Exercise Physiology and Pharmacology

5 litres of arterial blood contains 1L oxygen. 15ml is physically dissolved and the remainder is bound to haemoglobin.

Regular breathing involves the diaphragm and external intercostal muscles. Abdominal muscles press upwards when breathing out and lung elasticity recoil occurs.

When forcefully breathing, the sternum, internal intercostal muscles and abdominal muscles are also involved, and the diaphragm contracts more.

Carotid chemoreceptors release an excitatory input to inspiratory neurons of the medulla oblongata when arterial PO2 decreases, more non-CO2 acids are produced and arterial PCO2 decreases.

Opioid abuse leads to death typically as these drugs decrease the activity of pacemaker neurones in the medulla which drive breathing.

Carbon monoxide poisoning occurs as haemoglobin binds CO more readily than O2 and also loses co-operativity when this occurs.

Skeletal muscle is controlled by somatic motor nerves leading to muscle action potential, causing calcium to rise and contraction to occur.

Skeletal muscle cells are multinucleate and made up of hundreds of contractile myofibrils including thick myosin fibres and thin actin and troponin fibres.

Transverse tubules extend the plasmalemma deep into the cell and the sarcoplasmic reticulum stores calcium ions.

Action potential is propagated into the T tubules, activating calcium ion release from the sarcoplasmic reticulum. The calcium ions bind troponin causing tropomyosin to move so that myosin can bind troponin. ATP hydrolysis provides the energy for this process to occur and a cycle of ATP binding, hydrolysis and ADP/Pi release drives myosin.

ATP hydrolysis in skeletal muscle contraction drives cross-bridge cycling (myosin ATPase), restoration of plasma membrane ion gradients (Na+/K+ pump) and return of calcium from cytosol to sarcoplasmic reticulum.

Skeletal muscle supplies of ATP are therefore used up very quickly and restored using phosphocreatine, mitochondrial oxidative phosphorylation and glycolysis.

slow-twitch fibres contain lots of mitochondria, myoglobin and small blood vessels. Fast-twitch fibres contain few mitochondria but lots of glycolytic enzymes and large glycogen stores.

Type I slow oxidative fibres are slow to tire, have a good blood supply and contract slowly, type IIa fast-oxidative glycolytic fibres are intermediate in terms of rate of fatigue and contraction speed, and type IIb/x fast-glycolytic fibres are fast to tire, contract quickly and have a poorer blood supply.

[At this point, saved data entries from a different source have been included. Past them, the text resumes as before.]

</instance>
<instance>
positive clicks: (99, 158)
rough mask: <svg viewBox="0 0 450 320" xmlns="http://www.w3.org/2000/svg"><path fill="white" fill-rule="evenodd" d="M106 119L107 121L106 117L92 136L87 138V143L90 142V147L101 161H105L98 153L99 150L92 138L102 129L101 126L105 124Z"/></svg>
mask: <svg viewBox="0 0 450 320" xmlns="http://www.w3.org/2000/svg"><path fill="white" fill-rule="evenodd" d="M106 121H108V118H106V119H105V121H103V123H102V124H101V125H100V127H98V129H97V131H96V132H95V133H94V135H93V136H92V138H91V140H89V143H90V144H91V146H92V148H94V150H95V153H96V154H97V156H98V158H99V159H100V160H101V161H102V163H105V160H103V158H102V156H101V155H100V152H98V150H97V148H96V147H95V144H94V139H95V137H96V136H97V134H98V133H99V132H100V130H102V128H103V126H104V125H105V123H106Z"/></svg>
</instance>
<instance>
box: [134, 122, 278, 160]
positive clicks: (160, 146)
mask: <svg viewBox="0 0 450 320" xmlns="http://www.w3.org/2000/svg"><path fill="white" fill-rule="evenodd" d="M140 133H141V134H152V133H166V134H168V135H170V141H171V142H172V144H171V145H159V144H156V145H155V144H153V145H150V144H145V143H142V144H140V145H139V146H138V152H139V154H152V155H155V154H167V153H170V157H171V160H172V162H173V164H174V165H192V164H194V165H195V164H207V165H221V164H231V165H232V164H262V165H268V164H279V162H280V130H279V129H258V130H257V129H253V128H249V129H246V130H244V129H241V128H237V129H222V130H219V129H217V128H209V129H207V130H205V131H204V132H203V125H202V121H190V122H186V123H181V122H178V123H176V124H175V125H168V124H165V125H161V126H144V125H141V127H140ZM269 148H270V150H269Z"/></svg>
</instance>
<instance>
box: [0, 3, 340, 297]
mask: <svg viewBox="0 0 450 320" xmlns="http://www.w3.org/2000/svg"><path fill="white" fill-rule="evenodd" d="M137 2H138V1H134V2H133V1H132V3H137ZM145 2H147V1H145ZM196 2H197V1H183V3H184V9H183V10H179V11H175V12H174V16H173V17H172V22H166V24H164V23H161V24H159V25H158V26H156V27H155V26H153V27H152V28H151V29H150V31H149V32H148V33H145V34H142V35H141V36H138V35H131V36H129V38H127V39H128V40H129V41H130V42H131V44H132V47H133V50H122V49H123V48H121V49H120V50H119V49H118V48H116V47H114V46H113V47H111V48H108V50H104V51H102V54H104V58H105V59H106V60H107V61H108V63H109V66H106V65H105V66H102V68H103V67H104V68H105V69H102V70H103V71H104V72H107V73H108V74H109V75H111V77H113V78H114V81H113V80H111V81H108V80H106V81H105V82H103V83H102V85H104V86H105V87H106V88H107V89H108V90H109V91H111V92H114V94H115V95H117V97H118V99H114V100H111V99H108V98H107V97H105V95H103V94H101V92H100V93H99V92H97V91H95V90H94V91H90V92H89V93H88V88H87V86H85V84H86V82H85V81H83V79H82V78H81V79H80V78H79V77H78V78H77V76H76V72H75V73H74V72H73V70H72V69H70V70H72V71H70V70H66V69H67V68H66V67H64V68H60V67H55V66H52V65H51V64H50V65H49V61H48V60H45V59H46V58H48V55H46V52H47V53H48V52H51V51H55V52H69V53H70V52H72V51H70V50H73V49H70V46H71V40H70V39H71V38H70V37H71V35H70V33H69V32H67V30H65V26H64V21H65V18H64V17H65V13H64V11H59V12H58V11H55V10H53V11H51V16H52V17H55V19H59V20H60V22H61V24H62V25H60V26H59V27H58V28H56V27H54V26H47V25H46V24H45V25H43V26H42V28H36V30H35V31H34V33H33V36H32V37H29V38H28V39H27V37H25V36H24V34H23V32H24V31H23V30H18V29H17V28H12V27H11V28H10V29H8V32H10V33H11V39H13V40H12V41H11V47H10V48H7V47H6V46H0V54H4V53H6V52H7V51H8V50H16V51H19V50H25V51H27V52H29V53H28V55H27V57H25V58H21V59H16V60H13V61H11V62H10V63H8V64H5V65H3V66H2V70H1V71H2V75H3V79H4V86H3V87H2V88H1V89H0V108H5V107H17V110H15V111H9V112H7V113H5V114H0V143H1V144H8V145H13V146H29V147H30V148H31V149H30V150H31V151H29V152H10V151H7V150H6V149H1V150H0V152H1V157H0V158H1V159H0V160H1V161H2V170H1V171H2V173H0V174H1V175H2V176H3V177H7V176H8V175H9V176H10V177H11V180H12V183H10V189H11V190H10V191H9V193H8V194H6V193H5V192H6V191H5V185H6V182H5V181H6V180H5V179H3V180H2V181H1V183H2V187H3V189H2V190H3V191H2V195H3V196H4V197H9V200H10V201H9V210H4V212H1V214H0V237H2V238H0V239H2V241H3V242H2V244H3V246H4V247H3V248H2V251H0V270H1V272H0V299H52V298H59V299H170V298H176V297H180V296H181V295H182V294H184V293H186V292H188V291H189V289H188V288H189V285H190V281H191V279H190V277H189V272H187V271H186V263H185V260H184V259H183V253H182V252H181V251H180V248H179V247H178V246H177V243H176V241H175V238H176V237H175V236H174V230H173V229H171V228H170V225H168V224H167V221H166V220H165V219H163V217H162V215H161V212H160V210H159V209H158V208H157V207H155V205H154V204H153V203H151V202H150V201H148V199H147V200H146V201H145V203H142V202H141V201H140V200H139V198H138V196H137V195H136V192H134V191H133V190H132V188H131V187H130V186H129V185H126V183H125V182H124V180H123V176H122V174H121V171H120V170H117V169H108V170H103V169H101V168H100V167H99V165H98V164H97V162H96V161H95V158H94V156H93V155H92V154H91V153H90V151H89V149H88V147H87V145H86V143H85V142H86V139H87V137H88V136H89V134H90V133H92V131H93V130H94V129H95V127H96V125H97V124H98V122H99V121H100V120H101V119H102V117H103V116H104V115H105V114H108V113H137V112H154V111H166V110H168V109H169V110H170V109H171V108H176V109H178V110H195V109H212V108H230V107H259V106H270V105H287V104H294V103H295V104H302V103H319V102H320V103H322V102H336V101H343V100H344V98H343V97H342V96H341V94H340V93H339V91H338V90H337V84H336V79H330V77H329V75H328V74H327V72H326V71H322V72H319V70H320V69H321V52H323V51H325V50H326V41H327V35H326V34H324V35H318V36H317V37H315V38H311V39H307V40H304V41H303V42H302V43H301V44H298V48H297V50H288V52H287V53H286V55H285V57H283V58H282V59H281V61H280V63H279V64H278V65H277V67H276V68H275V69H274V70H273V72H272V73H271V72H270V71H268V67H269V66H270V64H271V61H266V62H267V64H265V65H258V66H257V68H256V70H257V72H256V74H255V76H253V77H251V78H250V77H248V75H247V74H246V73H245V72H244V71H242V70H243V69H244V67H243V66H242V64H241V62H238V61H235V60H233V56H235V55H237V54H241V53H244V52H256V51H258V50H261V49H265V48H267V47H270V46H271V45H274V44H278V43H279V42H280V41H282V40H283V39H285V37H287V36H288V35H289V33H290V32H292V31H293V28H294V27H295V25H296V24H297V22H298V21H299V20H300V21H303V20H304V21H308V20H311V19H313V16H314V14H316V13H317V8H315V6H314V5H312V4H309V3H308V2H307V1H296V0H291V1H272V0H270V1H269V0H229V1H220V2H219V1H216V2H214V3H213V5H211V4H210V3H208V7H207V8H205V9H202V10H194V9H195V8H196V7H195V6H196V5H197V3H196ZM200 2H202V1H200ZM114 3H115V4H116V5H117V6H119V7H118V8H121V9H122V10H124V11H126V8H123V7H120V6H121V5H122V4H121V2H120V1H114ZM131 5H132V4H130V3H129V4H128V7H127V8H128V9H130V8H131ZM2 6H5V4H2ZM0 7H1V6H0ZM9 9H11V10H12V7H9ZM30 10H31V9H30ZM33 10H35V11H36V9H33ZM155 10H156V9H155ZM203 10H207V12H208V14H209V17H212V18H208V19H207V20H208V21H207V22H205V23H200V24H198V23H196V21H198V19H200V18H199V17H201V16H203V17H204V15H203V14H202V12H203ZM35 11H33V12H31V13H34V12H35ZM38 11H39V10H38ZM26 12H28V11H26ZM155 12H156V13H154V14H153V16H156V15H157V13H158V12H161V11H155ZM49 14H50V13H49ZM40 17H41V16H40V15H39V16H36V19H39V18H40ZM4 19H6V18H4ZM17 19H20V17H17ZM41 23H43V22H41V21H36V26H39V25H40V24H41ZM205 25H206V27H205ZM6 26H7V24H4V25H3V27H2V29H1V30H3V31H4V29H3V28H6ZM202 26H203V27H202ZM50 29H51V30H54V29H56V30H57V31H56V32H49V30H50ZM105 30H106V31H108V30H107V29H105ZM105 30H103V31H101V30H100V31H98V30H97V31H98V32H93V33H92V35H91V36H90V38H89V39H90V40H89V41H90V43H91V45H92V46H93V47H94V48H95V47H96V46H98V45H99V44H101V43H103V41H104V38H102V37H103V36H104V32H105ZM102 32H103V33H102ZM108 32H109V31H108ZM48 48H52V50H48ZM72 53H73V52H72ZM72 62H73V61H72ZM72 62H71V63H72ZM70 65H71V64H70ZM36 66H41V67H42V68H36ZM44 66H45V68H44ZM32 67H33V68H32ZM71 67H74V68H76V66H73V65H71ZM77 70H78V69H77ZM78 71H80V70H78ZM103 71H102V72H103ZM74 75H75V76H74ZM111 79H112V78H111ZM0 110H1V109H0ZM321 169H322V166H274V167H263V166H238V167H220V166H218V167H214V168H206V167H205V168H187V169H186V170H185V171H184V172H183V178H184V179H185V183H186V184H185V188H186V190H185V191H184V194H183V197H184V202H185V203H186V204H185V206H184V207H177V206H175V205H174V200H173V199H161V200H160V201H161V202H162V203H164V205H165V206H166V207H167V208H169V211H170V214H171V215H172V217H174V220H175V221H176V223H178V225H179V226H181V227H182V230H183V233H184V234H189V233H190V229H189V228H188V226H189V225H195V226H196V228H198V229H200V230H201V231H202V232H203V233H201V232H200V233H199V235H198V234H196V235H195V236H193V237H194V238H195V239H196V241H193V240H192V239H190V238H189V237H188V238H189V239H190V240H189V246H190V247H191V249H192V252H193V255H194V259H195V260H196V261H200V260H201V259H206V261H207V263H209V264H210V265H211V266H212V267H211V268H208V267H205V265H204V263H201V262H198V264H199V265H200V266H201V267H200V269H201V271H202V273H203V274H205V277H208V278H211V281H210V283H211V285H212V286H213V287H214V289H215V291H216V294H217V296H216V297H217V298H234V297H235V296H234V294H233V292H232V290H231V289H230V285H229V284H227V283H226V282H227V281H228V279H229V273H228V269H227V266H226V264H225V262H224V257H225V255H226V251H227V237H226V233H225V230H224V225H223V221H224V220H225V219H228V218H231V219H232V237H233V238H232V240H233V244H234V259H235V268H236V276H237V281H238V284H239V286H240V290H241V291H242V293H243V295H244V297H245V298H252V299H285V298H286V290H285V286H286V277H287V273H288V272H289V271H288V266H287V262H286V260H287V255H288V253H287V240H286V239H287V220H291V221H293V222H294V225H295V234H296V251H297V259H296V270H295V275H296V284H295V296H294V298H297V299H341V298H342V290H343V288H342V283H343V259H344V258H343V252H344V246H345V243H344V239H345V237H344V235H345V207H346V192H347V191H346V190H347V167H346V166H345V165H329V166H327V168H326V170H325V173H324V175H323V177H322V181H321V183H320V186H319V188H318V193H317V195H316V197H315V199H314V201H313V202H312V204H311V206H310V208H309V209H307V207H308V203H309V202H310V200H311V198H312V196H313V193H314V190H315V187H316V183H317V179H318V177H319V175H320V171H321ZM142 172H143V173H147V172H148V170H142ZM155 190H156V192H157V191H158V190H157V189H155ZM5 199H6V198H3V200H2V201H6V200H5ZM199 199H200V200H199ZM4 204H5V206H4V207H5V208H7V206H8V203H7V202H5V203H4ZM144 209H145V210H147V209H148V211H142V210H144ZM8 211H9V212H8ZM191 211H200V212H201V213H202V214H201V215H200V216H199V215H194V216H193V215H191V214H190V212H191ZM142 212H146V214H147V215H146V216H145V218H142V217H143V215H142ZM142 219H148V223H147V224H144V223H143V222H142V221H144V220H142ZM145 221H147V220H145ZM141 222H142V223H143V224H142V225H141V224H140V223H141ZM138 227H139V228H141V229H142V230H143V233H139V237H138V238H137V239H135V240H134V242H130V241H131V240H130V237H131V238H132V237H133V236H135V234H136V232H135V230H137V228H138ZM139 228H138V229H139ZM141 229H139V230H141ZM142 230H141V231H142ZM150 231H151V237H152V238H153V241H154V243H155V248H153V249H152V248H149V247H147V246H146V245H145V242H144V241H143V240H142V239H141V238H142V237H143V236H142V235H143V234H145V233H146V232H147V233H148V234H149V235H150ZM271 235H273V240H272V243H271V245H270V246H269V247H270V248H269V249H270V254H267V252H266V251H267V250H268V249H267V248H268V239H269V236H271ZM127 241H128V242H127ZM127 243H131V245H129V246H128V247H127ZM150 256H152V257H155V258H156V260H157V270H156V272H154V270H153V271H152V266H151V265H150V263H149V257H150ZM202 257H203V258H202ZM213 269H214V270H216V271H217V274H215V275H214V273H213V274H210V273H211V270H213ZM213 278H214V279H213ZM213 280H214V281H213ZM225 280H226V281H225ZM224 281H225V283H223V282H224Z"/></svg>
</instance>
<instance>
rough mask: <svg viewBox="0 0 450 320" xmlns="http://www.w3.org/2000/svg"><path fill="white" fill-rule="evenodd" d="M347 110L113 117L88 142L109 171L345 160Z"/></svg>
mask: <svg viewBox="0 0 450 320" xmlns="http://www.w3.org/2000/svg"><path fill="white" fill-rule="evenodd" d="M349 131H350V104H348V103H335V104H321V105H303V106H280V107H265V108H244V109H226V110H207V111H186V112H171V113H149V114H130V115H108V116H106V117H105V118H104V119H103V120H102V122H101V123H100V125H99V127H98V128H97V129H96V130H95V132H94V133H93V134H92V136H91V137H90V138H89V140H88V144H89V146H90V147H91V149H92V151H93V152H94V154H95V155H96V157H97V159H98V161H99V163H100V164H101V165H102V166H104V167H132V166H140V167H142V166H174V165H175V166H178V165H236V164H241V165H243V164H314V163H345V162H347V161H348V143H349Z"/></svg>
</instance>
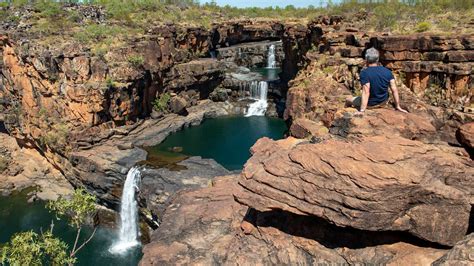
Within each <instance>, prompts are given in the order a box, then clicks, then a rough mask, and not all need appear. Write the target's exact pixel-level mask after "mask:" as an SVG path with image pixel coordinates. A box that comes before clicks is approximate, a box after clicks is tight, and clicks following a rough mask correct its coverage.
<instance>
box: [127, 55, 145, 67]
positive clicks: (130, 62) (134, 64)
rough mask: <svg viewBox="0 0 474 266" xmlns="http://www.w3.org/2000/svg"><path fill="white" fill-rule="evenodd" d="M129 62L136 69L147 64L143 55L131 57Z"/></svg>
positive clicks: (129, 57) (131, 56)
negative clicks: (145, 63) (136, 68)
mask: <svg viewBox="0 0 474 266" xmlns="http://www.w3.org/2000/svg"><path fill="white" fill-rule="evenodd" d="M128 62H129V63H130V64H131V65H132V66H134V67H141V66H142V65H143V63H145V59H143V56H141V55H131V56H129V57H128Z"/></svg>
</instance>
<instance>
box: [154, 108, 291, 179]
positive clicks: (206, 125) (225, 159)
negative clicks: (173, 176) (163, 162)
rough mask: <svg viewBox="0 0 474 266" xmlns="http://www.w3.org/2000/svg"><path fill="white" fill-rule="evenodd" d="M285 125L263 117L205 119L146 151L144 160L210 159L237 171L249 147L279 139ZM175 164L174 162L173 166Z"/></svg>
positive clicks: (268, 118)
mask: <svg viewBox="0 0 474 266" xmlns="http://www.w3.org/2000/svg"><path fill="white" fill-rule="evenodd" d="M286 131H287V127H286V124H285V121H283V120H282V119H278V118H274V117H267V116H252V117H242V116H230V117H220V118H213V119H206V120H204V121H203V123H202V124H201V125H199V126H195V127H189V128H186V129H183V130H180V131H178V132H176V133H173V134H171V135H170V136H168V137H167V138H166V139H165V140H164V141H163V142H162V143H161V144H159V145H156V146H153V147H148V148H147V151H148V158H149V159H150V158H151V157H153V158H155V159H156V158H160V160H161V161H173V159H174V158H176V159H178V160H183V159H184V158H186V156H201V157H203V158H211V159H214V160H216V161H217V162H218V163H219V164H221V165H222V166H224V167H225V168H227V169H229V170H240V169H242V168H243V165H244V164H245V162H246V161H247V160H248V158H249V157H250V151H249V150H250V147H252V145H253V144H255V142H256V141H257V140H258V139H259V138H262V137H269V138H272V139H275V140H276V139H281V138H283V136H284V133H285V132H286ZM178 160H174V161H175V162H176V161H178Z"/></svg>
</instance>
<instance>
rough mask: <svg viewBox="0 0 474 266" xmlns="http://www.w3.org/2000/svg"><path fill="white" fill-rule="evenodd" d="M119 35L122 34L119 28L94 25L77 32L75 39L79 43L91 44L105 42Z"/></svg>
mask: <svg viewBox="0 0 474 266" xmlns="http://www.w3.org/2000/svg"><path fill="white" fill-rule="evenodd" d="M118 33H120V30H119V28H118V27H115V26H109V25H97V24H92V25H88V26H86V27H84V28H83V29H82V30H81V31H80V32H77V33H76V34H75V35H74V37H75V38H76V40H78V41H79V42H82V43H90V42H97V41H103V40H104V39H106V38H109V37H114V36H115V35H117V34H118Z"/></svg>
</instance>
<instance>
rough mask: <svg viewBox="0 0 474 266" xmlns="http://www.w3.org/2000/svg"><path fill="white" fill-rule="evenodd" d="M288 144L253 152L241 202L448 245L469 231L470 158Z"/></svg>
mask: <svg viewBox="0 0 474 266" xmlns="http://www.w3.org/2000/svg"><path fill="white" fill-rule="evenodd" d="M285 145H287V144H285V141H277V142H275V141H270V140H269V139H265V138H264V139H260V140H259V141H257V143H256V144H255V145H254V146H253V147H252V153H253V156H252V158H251V159H250V160H249V161H248V162H247V164H246V165H245V168H244V170H243V173H242V175H243V179H242V180H241V181H240V184H241V185H242V186H243V187H244V188H245V189H246V192H245V193H243V194H241V195H237V199H238V201H239V202H242V203H244V204H246V205H247V206H249V207H251V208H255V209H257V210H260V211H269V210H275V209H281V210H285V211H289V212H292V213H296V214H302V215H315V216H318V217H321V218H323V219H326V220H328V221H330V222H331V223H334V224H336V225H339V226H350V227H353V228H358V229H362V230H369V231H386V230H398V231H408V232H410V233H411V234H413V235H415V236H417V237H420V238H422V239H426V240H428V241H431V242H436V243H440V244H443V245H454V244H455V243H456V242H457V241H459V240H460V239H462V237H463V236H464V235H465V234H466V232H467V228H468V225H469V215H470V208H471V205H470V204H471V203H472V201H473V199H474V198H473V195H474V194H473V192H474V183H473V182H472V180H471V177H472V175H473V174H474V172H473V168H472V166H470V162H469V159H467V158H465V157H464V158H463V157H459V156H457V155H454V154H451V153H448V152H444V151H442V150H440V149H437V148H435V147H433V146H430V145H425V144H423V143H421V142H417V141H411V140H407V139H403V138H399V137H384V136H376V137H363V138H360V139H359V140H358V141H357V142H354V143H347V142H346V141H341V140H328V141H323V142H321V143H319V144H300V145H296V146H295V147H293V148H288V147H286V148H285ZM455 169H456V170H455Z"/></svg>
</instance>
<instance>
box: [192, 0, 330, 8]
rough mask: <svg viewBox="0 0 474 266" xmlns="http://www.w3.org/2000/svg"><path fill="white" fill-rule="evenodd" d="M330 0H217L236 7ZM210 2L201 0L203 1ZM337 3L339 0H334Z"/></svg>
mask: <svg viewBox="0 0 474 266" xmlns="http://www.w3.org/2000/svg"><path fill="white" fill-rule="evenodd" d="M327 1H328V0H273V1H272V0H216V2H217V4H218V5H222V6H224V5H231V6H236V7H268V6H280V7H285V6H287V5H294V6H295V7H307V6H309V5H313V6H316V7H317V6H319V5H320V4H321V3H327ZM205 2H210V1H208V0H201V3H205ZM332 2H333V3H336V2H337V0H335V1H334V0H333V1H332Z"/></svg>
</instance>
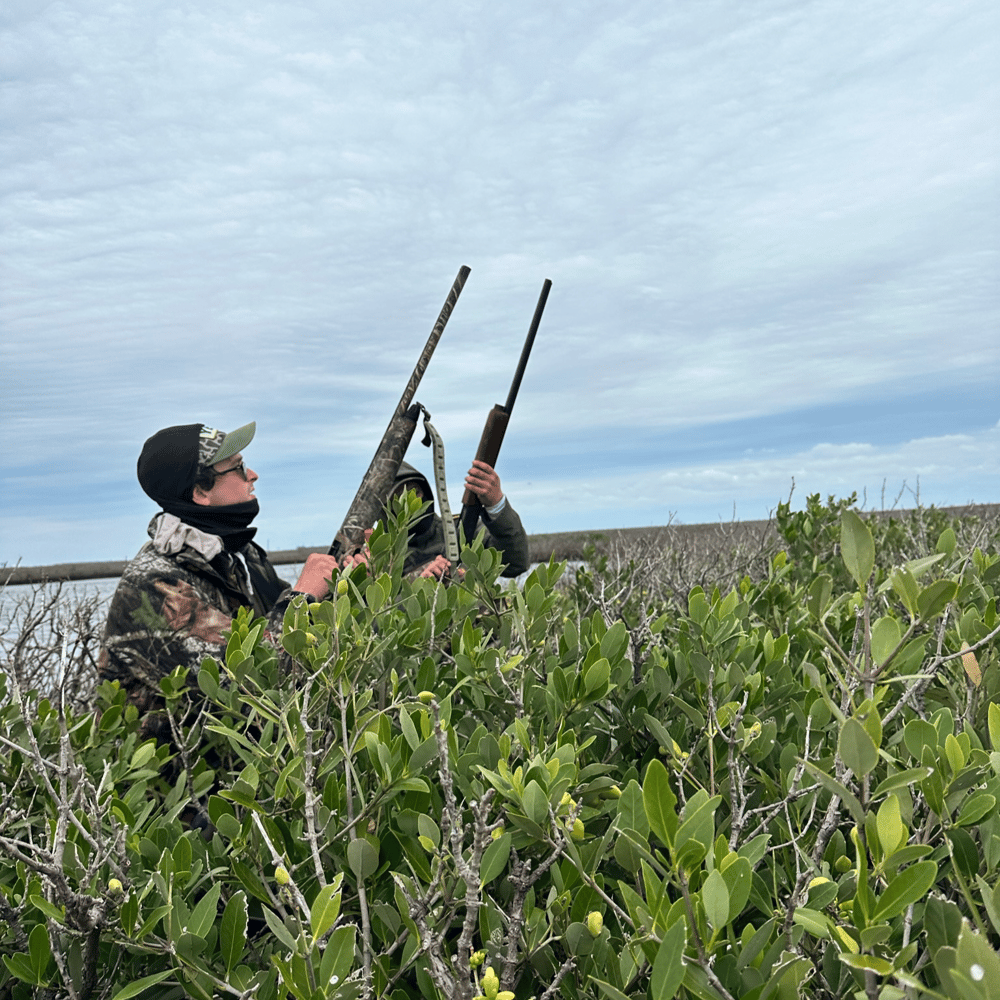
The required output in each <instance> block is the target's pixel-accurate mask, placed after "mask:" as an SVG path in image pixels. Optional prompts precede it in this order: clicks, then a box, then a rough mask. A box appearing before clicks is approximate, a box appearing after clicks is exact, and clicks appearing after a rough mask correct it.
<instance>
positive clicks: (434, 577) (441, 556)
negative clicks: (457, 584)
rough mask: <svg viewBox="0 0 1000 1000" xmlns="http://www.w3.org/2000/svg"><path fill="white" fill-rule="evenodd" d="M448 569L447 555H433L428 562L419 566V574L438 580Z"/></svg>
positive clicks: (448, 569)
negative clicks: (428, 561)
mask: <svg viewBox="0 0 1000 1000" xmlns="http://www.w3.org/2000/svg"><path fill="white" fill-rule="evenodd" d="M450 569H451V563H450V562H448V557H447V556H435V557H434V558H433V559H432V560H431V561H430V562H429V563H425V564H424V565H423V566H421V567H420V576H422V577H434V579H435V580H440V579H441V578H442V577H443V576H444V575H445V573H447V572H448V571H449V570H450Z"/></svg>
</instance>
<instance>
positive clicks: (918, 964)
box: [0, 495, 1000, 1000]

Multiple muscle fibres of same type are innervated by 1 motor neurone but whole skeletal muscles are made up of many motor units of different types.

NMJ blockers cause paralysis and some are used alongside anaesthetics. Depolarising NMJ blockers mimic ACh but are much slower to hydrolyse, causing sustained contraction. Non-depolarising NMJ blockers inhibit nAChR, preventing ACh binding and EPP formation eg tubocurarine.

Botulinum toxin A inhibits ACh release → flaccid paralysis. Can be used for local muscle paralysis to treat excessive sweating/facial wrinkles.

Dantrolene inhibits release of calcium ions from sarcoplasmic reticulum. Can be used to treat muscle spasticity or malignant hyperthermia.

Malignant hyperthermia occurs due to a genetic mutation which can cause calcium ions to be released from the sarcoplasmic reticulum when exposed to certain anaesthetics/suxamethonium.

Low intensity aerobic exercise increases number of mitochondria and capillaries in skeletal muscle. Endurance training causes fast-glycolytic fibres to become fast-oxidative-glycolytic fibres. High intensity strength training increases diameter of fast-twitch fibres (hypertrophy), increases expression of glycolytic enzymes and causes greater synchronisation of motor unit recruitment.

When exercising, the brain ‘exercise centres’ reduce parasympathetic output to heart and increase sympathetic output to heart, veins, abdominal arterioles and kidneys. This causes increased cardiac output and increased vasoconstriction in abdominal organs and kidneys.

The contraction of skeletal muscle causes local chemical changes which leads to dilation of muscle arterioles and increased local blood flow in muscle. The local chemical changes also stimulate muscle chemoreceptors which send signals to the medullary cardiovascular centre.

Ventricular filling time decreases in response to exercise so venous return must increase: increased skeletal muscle pump, increased respiratory pump, increased venous tone and increased blood flow into veins.

Oxygen consumption increases in proportion to exercise intensity up to a point (VO2 max). The limiting factor is usually cardiac output.

Increased heart stroke volume is as a result of heart remodelling, more skeletal muscle blood vessels and increased blood volume.